Does somebody in the FO have delusions of a grand Arsenal-ization scheme?
(Delusions? Kevin Payne? Really?) Visions of local academy boys, schooled in the tradition and “style” of DC United, forming the backbone of the club for years to come? (Connected to tradition? Keeping it local? It’s like KP’s at the whiteboard, frothing at the mouth as he underlines his buzz words while a chastised Kasper sits weeping amidst a pile of printed-out USL rosters and VHS tapes with obscure foreign names scrawled on masking-tape labels.)
Color me hopeful but skeptical. As attractive as I would find a move towards creating an efficient pipeline from academy to senior squad with club-raised talent forming a consistent, solid core of the team (it’s what I always aspire to in long-term CM/FM games), Arsenal doesn’t seem the right analogy here. We wouldn’t be robbing foreign cradles and consistently giving youth its head, we’d be relying on the already-stocked local pools. In that respect, the more obvious capital connection would be another United: West Ham, with their prolific academy and historical commitment to playing attractive soccer.

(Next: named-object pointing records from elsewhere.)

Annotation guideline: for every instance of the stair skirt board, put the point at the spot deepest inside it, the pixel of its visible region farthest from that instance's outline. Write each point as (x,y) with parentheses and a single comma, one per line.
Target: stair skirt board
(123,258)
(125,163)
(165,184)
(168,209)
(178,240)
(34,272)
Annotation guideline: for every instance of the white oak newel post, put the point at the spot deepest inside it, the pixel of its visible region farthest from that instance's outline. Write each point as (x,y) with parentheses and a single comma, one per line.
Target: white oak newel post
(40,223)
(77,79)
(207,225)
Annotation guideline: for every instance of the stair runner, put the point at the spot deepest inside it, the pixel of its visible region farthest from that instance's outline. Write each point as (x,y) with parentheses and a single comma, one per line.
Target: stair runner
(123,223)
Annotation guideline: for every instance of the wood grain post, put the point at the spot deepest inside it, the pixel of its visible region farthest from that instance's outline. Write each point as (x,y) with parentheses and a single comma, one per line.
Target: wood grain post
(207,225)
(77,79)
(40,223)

And dear god if that isn’t an analogy to strike fear in the hearts of United fans. Rock bottom of the top flight, stadium plans up in the air. All we’re missing is Chang’s search for ownership help ending with a couple of porn barons signing on.
That and selling off our best academy-raised talent to bring in a mixed bag of bargain and expensive foreign talent that never seems to click together properly.
Oh, hello there, Square One. Nice to be back in the old digs.